Add pattern matching to the std

jmgomez commented 8 months ago

Abstract

The intention of this RFC is to measure the interest of adding a pattern matching library in the std. Many people complained in the past of "Nim not having pattern matching". This complain will go away if the std ships with one. It will also drive the improvement as more people will start using it.

Motivation

No response

Description

While not perfect, fusion/matching or std/matching often allows for cleaner, more readable code especially when working with monodic types like option, either/result. etc.

Also one of the key point of fusion is "It contains candidates for inclusion into the stdlib"

Code Examples

From tmatching.nim These are just a few examples, I encourage looking at: https://github.com/nim-lang/fusion/blob/master/tests/tmatching.nim


  if (Some(@x) ?= some("hello")) and
       (Some(@y) ?= some("world")):
      assertEq x, "hello"
      assertEq y, "world"

 case [3]:
      of [{2, 3}]: discard
      else: testFail()

 case (a: 12, c: 90):
      of (a: 12 | 90, c: _): "matched"
      else: "not matched"

 case Obj2():
      of (kind: in {enEE, enEE1}): discard
      else: testFail()

Update: Adds code examples.

awr1 commented 8 months ago

isn't this a "people aren't using fusion" problem?

kunitoki commented 8 months ago

isn't this a "people aren't using fusion" problem?

Why should i use fusion, it's a bucket of random stuff that i don't even know how supported, maintained and tested is against nim versions i'm using

arkanoid87 commented 8 months ago

isn't this a "people aren't using fusion" problem?

Why should i use fusion, it's a bucket of random stuff that i don't even know how supported, maintained and tested is against nim versions i'm using

Fusion aims to be an immutable code repository, once a module is included it stays. Like Nim itself, Fusion uses a .since annotation. New modules which contain few procs are preferred over larger modules that have more procs.
Fusion is also a Nimble package and it is compatible with Nim version 1 as well as the latest Nim.

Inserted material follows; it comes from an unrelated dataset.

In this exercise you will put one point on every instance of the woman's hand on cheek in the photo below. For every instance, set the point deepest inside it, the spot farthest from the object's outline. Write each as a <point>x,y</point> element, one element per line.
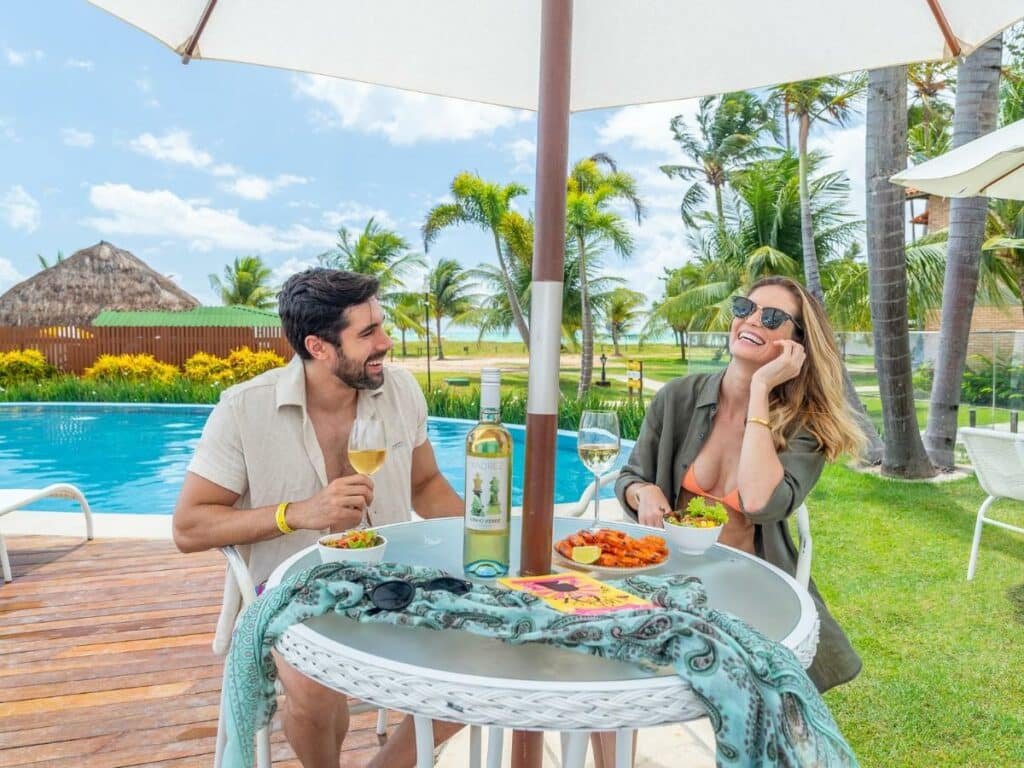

moigagoo commented 8 months ago

fusion/matching or std/matching often allows for cleaner, more readable code

Could you please put a couple of examples to demonstrate that? Like, here's a code sample that does X without pattern matching and here's one with.

I think a good example will help people see the potential on this PR and more likely vote for it.

konsumlamm commented 8 months ago

There's already another RFC for adding pattern matching: https://github.com/nim-lang/RFCs/issues/525. fusion/matching in particular is outdated (https://github.com/haxscramper/hmatching is a more updated version). TBH I'm not quite happy with some of its syntax (e.g. using @ for bindings, object patterns don't specify the type, special case until/all/some), so I'm not in favour of just putting it in the standard library as is, since that means we can't really change it anymore (although I'm certainly in favour of pattern matching in general).

arnetheduck commented 8 months ago

As usual in these cases, the better path for pretty much the whole community is to remove it from fusion, use a separate package and recommend it in the manual - this allows all the advantages that separate package management brings: own / faster release cycle, multiple-nim-version-support, smaller upgrades instead of big forced updates (updating nim shouldn't force updating non-core modules because this often introduces breakage) and a way for the code to die when it becomes obsolete.

There are no downsides to this approach - the manual recommendation ensures social coordination / curation. As long as the module is relevant, it will be kept up to date and should there be need (ie maintainer steps away), it can be forked into nim-lang/.

arnetheduck commented 8 months ago

Fusion aims to be an immutable code repository, once a module is included it stays. Like Nim itself, Fusion uses a .since annotation. New modules which contain few procs are preferred over larger modules that have more procs.

this is not an advantage limited to fusion, ie packages and lock files achieve the same effect without the many downsides ("bucket of random stuff").

xigoi commented 8 months ago

isn't this a "people aren't using fusion" problem?

Last time I tried to use fusion/matching, it was pretty broken.

metagn commented 8 months ago

I wonder how many problems with fusion matching would remain if you just called it like match foo: instead of case statement macros.

It's also quite large. It can be maintained separately from Nim but still shipped with it or given sufficient promotion. Fusion was supposed to do this but we instead have things like checksums now that are separate packages with hosted docs on the website that even the compiler can use.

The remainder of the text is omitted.